La séparation des activités utiles au financement de l'économie des activités spéculatives
L’objectif est de limiter, au plus tard en juillet 2015, les activités de marché des établissements de crédit « aux activités nécessaires au financement de l’économie ». Parmi ces opérations utiles, le texte cite notamment la prestation de services d’investissement à la clientèle. Ces services doivent répondre à un double impératif : être rémunérés par le client et donner lieu à une gestion prudente des risques – concept que viendra préciser un texte réglementaire.
De nouvelles activités interdites
Il sera désormais interdit aux banques de détenir des participations dans des fonds d’investissement spéculatifs ou hedge funds. Certaines activités, comme celles qui portent sur les matières premières agricoles et les opérations de trading à haute fréquence, réalisées par ordinateur en rafale et à grande vitesse, seront interdites.
Des activités spéculatives cantonnées à des filiales dédiées
Les activités sans lien avec les clients ou sans utilité pour le financement de l’économie devront être affectées à des filiales dédiées, « capitalisées et financées de manière autonome ». Dans les faits, ce sera comme si ces filiales n’appartenaient pas au groupe bancaire.

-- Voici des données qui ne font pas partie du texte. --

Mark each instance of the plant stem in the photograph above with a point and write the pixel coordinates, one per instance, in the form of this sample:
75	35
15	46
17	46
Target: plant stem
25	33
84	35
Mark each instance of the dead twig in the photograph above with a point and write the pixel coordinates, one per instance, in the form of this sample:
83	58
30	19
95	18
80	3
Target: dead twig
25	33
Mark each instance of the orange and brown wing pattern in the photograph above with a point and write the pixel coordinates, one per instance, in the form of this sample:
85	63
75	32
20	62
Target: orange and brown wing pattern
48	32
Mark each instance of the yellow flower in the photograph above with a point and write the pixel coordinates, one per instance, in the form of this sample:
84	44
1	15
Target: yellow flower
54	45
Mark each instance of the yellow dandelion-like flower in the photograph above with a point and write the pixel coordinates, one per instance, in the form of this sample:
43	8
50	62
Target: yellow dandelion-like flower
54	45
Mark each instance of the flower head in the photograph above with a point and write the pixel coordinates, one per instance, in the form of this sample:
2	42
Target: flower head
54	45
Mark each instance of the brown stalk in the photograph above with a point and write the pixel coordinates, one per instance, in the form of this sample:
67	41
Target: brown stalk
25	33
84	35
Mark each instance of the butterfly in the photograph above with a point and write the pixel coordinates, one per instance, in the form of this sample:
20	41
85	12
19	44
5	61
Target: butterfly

Une surveillance renforcée des marchés
L’Autorité de contrôle prudentiel (ACP), rebaptisée Autorité de contrôle prudentiel et de résolution (ACPR) et l’Autorité des marchés financiers (AMF) verront renforcées leurs missions de surveillance des marchés des établissements de crédit et disposeront des pouvoirs de police adéquats pour les conduire. Ainsi, l’ACPR pourra retirer un agrément à un établissement pris en faute ou s’opposer à la nomination d’un dirigeant. Celle-ci sera aussi chargée de missions nouvelles en matière de prévention et de gestion des crises bancaires.
Renforcés aussi les pouvoirs du Conseil de régulation financière et du risque systémique (Corefris), rebaptisé Conseil de stabilité financière, chargé d’assurer un contrôle macro-prudentiel.

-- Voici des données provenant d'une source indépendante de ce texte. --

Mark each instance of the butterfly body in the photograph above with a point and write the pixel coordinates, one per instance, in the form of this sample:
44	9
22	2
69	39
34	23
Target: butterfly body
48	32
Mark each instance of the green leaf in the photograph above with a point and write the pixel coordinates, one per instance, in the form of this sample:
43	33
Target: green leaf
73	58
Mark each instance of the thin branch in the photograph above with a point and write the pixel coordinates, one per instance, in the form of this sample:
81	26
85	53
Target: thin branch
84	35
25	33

La promesse à moitié tenue de François Hollande
Au cours de la campagne présidentielle, le candidat socialiste François Hollande s’était engagé à entreprendre une vaste réforme instaurant une séparation nette entre banque de dépôt et banque d’affaires. Dans les faits, il s’agissait de revenir à la loi de séparation stricte de 1945, la version française du Glass-Steagall Act, adopté par les États-Unis durant la grande dépression.
Le candidat socialiste avait décidé d’en faire un thème majeur de son programme et s’était présenté, lors de son discours du Bourget en janvier 2012, comme un adversaire du « monde de la finance ».
Le président François Hollande présente une réforme si ce n’est plus modeste en tout cas assurément moins contraignante. Moins contraignante que les préconisations du rapport Liikanen – une séparation complète des activités de dépôt des activités spéculatives -, moins contraignante aussi que la législation qui prévaut aux États-Unis (Volker Rule) et au Royaume-Uni (réforme Vickers).
Le projet est doublement critiqué. Le secteur bancaire y voit une atteinte à la liberté de ses activités - à travers les multiples interdictions mais aussi le renforcement des pouvoirs de contrôle des régulateurs – qui ne correspondrait pas aux besoins de l’économie nationale. Les partisans d’une stricte séparation des activités de dépôts et de spéculation clament, pour leur part, qu’il ne s’agit que d’une réforme cosmétique à l’impact marginal.
Pas étonnant sans doute que François Hollande, en héritier de Jacques Delors, ait tenu à préserver le modèle de « banque universelle » que ce dernier avait porté sur les fonts baptismaux avec la loi bancaire du 24 janvier 1984.